Mary Madison, RN, RAC-CT, CDP
Clinical Consultant – Briggs Healthcare
It’s never fun to share a negative article about healthcare providers but it’s important for the industry to be aware of what’s “out there” in the media. Such an article was published on November 28, 2022 for the December 5, 2022 edition of The New Yorker; ProPublica published the article with the headline of Endgame. This article is a collaboration between The New Yorker and ProPublica.
In addition to the title (same as this blog), the byline reads It began as a visionary notion—that patients could die with dignity at home. Now it’s a twenty-two-billion-dollar industry plagued by exploitation.
You can read the piece of listen to the audio recording – 1:13:29 in length via the length in The New Yorker posting.

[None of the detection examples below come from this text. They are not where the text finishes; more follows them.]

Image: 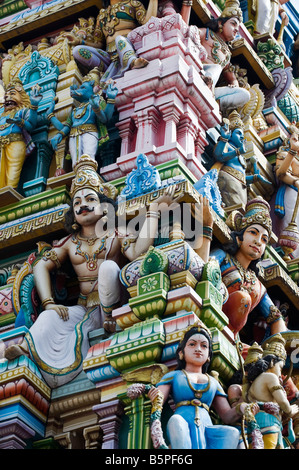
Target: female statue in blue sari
[148,325,258,449]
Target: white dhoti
[203,64,250,114]
[69,132,99,168]
[25,305,100,388]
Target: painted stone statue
[48,72,118,167]
[243,334,299,449]
[0,79,42,189]
[248,0,289,37]
[275,123,299,258]
[199,0,250,115]
[211,197,286,342]
[5,156,178,388]
[59,0,158,83]
[148,325,258,449]
[214,111,271,207]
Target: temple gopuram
[0,0,299,452]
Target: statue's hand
[50,133,62,150]
[60,32,82,46]
[45,304,69,321]
[220,124,232,140]
[191,194,214,227]
[89,95,101,111]
[29,85,43,106]
[106,81,118,100]
[290,134,299,152]
[6,117,24,127]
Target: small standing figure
[199,0,250,115]
[60,0,158,83]
[214,111,271,207]
[211,197,286,342]
[275,123,299,258]
[243,334,299,449]
[148,325,258,449]
[0,79,42,189]
[47,72,118,168]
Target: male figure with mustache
[5,155,175,388]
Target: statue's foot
[4,344,29,361]
[202,75,213,91]
[131,57,149,69]
[103,315,116,336]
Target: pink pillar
[0,418,35,449]
[92,400,124,449]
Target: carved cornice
[0,0,99,49]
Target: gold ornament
[70,155,117,199]
[220,0,243,23]
[263,333,287,361]
[226,196,272,236]
[244,342,263,366]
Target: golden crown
[244,342,263,366]
[70,155,117,199]
[263,333,287,361]
[220,0,243,23]
[226,196,272,236]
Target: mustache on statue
[76,206,94,215]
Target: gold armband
[42,249,61,269]
[269,385,285,393]
[42,297,55,308]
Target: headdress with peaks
[263,333,287,361]
[226,196,272,236]
[220,0,243,23]
[180,320,212,341]
[70,155,117,199]
[244,342,264,366]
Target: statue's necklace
[74,102,89,119]
[231,256,257,284]
[182,369,210,399]
[72,235,107,271]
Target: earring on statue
[72,222,80,231]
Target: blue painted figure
[48,72,118,167]
[0,79,42,188]
[214,111,271,207]
[148,325,258,449]
[120,153,162,199]
[59,0,158,83]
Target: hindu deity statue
[5,155,178,388]
[148,324,258,449]
[199,0,250,116]
[0,79,42,189]
[242,334,299,449]
[47,71,118,167]
[58,0,158,83]
[211,197,286,342]
[275,123,299,258]
[214,111,271,207]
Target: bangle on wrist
[42,297,55,308]
[146,211,160,219]
[202,225,213,240]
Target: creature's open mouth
[4,100,17,108]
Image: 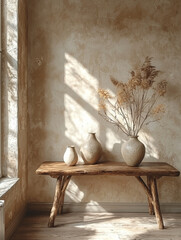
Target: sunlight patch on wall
[64,94,99,145]
[65,53,99,109]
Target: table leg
[150,178,164,229]
[147,176,154,215]
[48,176,71,227]
[59,176,71,214]
[48,177,62,227]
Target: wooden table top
[36,162,180,177]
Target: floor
[11,213,181,240]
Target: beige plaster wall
[2,0,27,236]
[28,0,181,203]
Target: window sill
[0,177,19,198]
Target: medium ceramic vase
[80,133,102,164]
[121,137,145,167]
[63,146,78,166]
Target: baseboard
[27,202,181,213]
[5,208,27,240]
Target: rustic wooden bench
[36,162,180,229]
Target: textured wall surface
[2,0,27,234]
[28,0,181,202]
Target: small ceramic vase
[63,146,78,166]
[121,136,145,167]
[80,133,102,164]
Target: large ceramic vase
[80,133,102,164]
[63,146,78,166]
[121,137,145,167]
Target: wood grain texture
[11,213,181,240]
[36,162,180,177]
[147,176,154,215]
[48,177,62,227]
[150,178,164,229]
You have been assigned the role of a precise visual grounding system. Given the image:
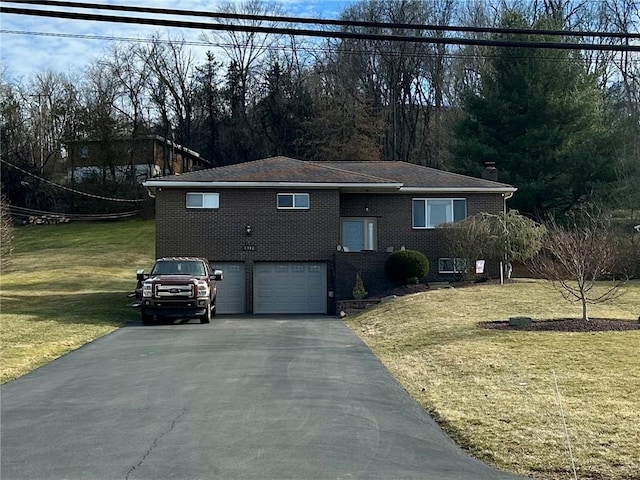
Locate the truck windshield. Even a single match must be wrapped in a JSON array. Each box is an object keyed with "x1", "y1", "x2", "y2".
[{"x1": 151, "y1": 260, "x2": 206, "y2": 277}]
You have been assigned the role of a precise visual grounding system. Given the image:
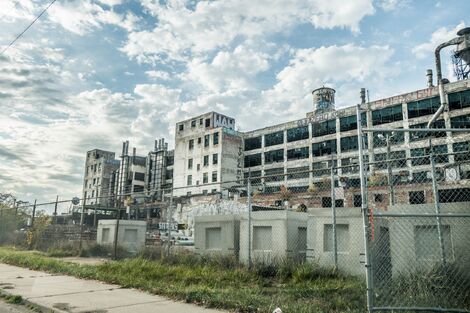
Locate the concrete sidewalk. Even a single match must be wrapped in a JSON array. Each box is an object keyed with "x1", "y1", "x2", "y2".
[{"x1": 0, "y1": 264, "x2": 226, "y2": 313}]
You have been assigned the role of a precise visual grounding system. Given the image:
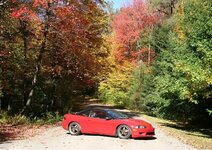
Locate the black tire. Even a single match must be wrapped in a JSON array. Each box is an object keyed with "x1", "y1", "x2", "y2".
[
  {"x1": 68, "y1": 122, "x2": 81, "y2": 135},
  {"x1": 116, "y1": 125, "x2": 132, "y2": 139}
]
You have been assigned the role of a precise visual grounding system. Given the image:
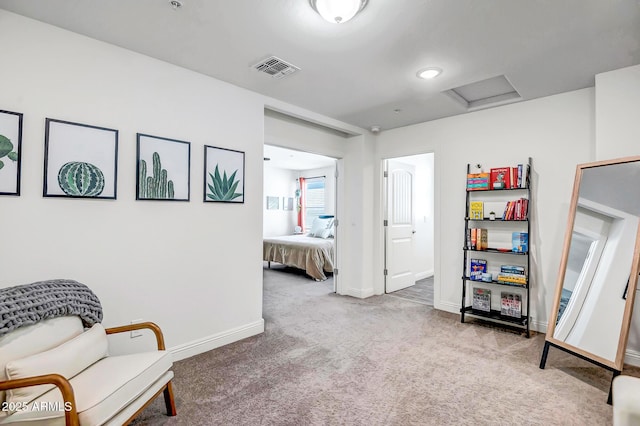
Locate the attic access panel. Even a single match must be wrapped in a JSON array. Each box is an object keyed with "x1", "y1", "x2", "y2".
[{"x1": 445, "y1": 75, "x2": 522, "y2": 111}]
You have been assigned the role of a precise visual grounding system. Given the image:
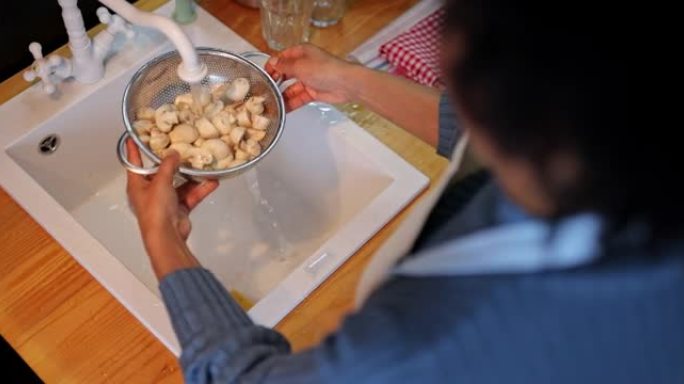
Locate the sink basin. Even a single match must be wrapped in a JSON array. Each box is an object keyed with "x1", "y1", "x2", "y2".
[{"x1": 0, "y1": 5, "x2": 428, "y2": 354}]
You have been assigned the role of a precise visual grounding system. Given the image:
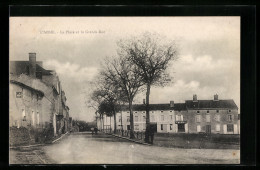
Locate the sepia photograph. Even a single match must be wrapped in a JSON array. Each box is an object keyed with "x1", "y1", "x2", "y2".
[{"x1": 9, "y1": 16, "x2": 243, "y2": 165}]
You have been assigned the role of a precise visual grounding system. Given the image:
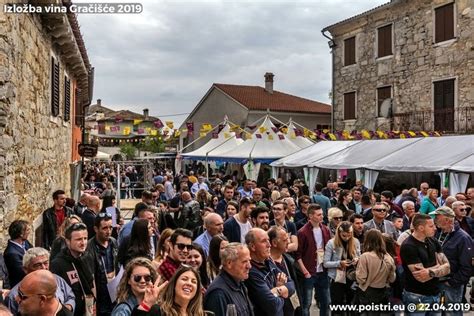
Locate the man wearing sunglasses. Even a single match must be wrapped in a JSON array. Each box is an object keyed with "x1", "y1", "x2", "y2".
[
  {"x1": 17, "y1": 270, "x2": 72, "y2": 316},
  {"x1": 158, "y1": 228, "x2": 193, "y2": 281},
  {"x1": 87, "y1": 213, "x2": 118, "y2": 316},
  {"x1": 50, "y1": 223, "x2": 96, "y2": 316},
  {"x1": 5, "y1": 247, "x2": 76, "y2": 315},
  {"x1": 364, "y1": 202, "x2": 398, "y2": 240}
]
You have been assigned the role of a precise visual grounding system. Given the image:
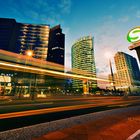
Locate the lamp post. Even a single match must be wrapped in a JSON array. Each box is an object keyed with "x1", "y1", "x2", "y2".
[
  {"x1": 105, "y1": 52, "x2": 116, "y2": 94},
  {"x1": 25, "y1": 50, "x2": 33, "y2": 97}
]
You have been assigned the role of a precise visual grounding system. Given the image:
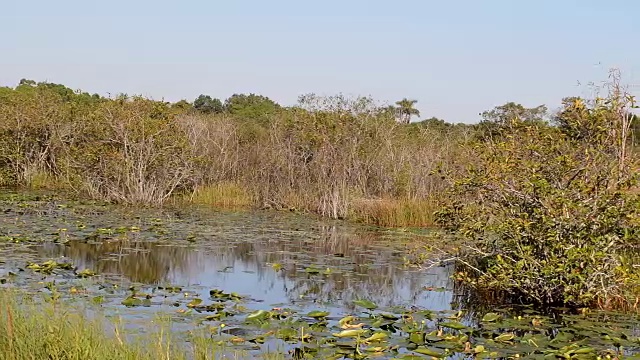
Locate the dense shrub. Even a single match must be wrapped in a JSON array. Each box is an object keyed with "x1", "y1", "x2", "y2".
[{"x1": 438, "y1": 72, "x2": 640, "y2": 306}]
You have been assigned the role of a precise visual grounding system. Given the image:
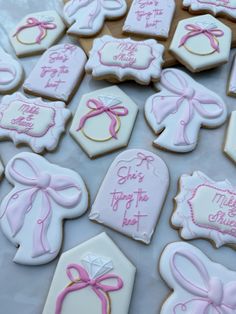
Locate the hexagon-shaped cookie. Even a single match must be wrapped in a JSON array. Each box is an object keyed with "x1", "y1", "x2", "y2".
[
  {"x1": 9, "y1": 10, "x2": 65, "y2": 57},
  {"x1": 170, "y1": 14, "x2": 232, "y2": 72},
  {"x1": 70, "y1": 86, "x2": 138, "y2": 158}
]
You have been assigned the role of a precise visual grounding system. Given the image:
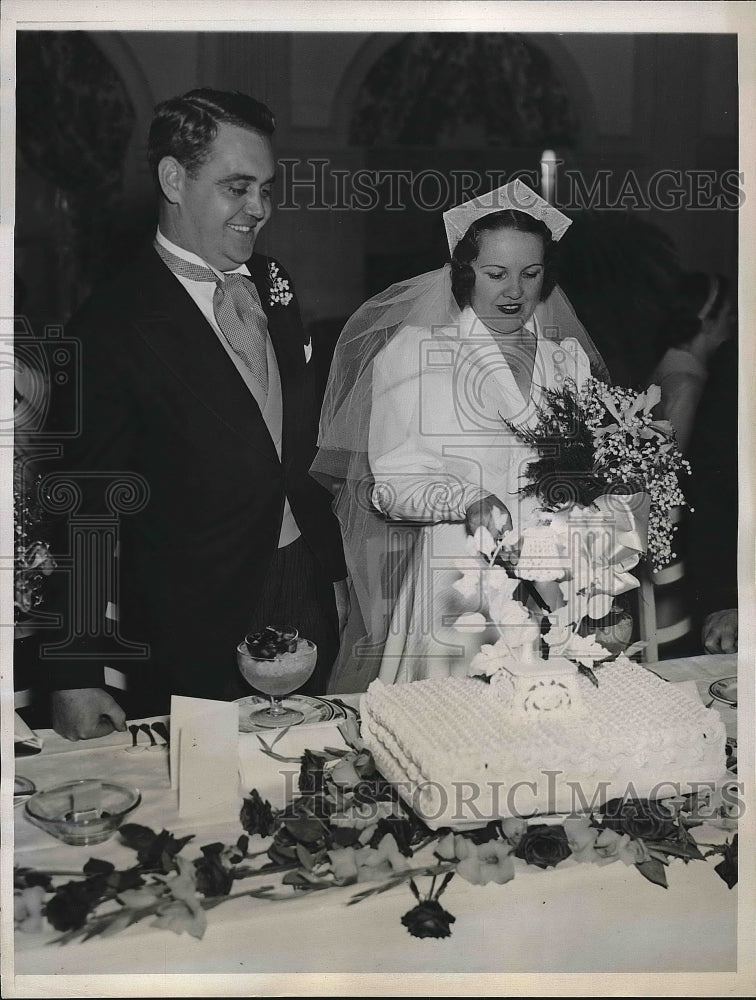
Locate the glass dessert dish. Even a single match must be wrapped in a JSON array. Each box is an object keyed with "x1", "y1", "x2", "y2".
[{"x1": 236, "y1": 626, "x2": 318, "y2": 728}]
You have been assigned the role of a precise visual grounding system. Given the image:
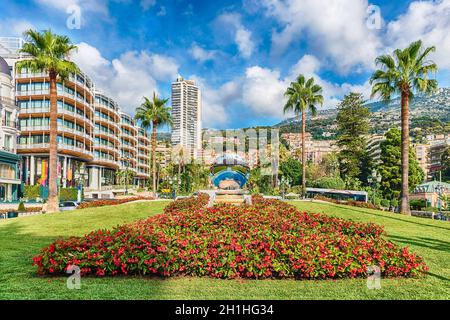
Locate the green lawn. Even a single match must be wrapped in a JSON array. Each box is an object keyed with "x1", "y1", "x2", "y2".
[{"x1": 0, "y1": 202, "x2": 450, "y2": 299}]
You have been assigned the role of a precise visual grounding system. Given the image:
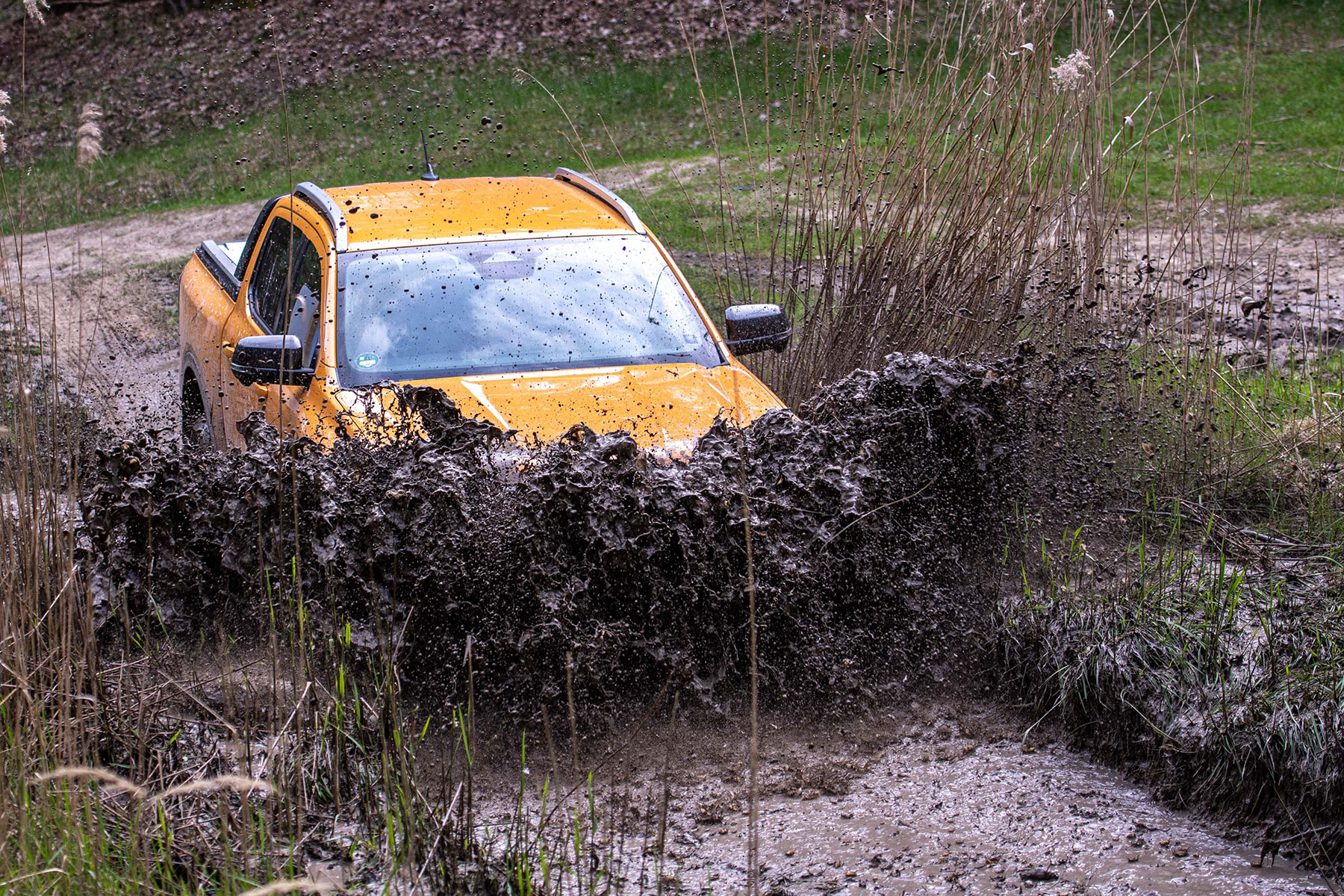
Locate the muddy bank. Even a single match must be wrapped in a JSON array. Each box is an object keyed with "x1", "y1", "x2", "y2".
[
  {"x1": 84, "y1": 356, "x2": 1091, "y2": 715},
  {"x1": 462, "y1": 689, "x2": 1328, "y2": 896}
]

“Forty years on, half of all Americans die in hospice care. Most of these deaths take place at home. When done right, the program allows people to experience as little pain as possible and to spend meaningful time with their loved ones. Nurses stop by to manage symptoms. Aides assist with bathing, medications, and housekeeping. Social workers help families over bureaucratic hurdles. Clergy offer what comfort they can, and bereavement counsellors provide support in the aftermath. This year, I spoke about hospice with more than a hundred and fifty patients, families, hospice employees, regulators, attorneys, fraud investigators, and end-of-life researchers, and all of them praised its vital mission. But many were concerned about how easy money and a lack of regulation had given rise to an industry rife with exploitation. In the decades since Saunders and her followers spread her radical concept across the country, hospice has evolved from a constellation of charities, mostly reliant on volunteers, into a twenty-two-billion-dollar juggernaut funded almost entirely by taxpayers.”
“For-profit providers made up thirty per cent of the field at the start of this century. Today, they represent more than seventy per cent, and between 2011 and 2019, research shows, the number of hospices owned by private-equity firms tripled. The aggregate Medicare margins of for-profit providers are three times that of their nonprofit counterparts. Under the daily-payment structure, a small hospice that bills for just twenty patients at the basic rate can take in more than a million dollars a year. A large hospice billing for thousands of patients can take in hundreds of millions. Those federal payments are distributed in what is essentially an honor system. Although the government occasionally requests more information from billers, it generally trusts that providers will submit accurate claims for payment—a model that critics deride as “pay and chase.”
I encourage you to review the article, so you know what’s “out there” in the event you’re faced with a question from a client/family/patient who has read it.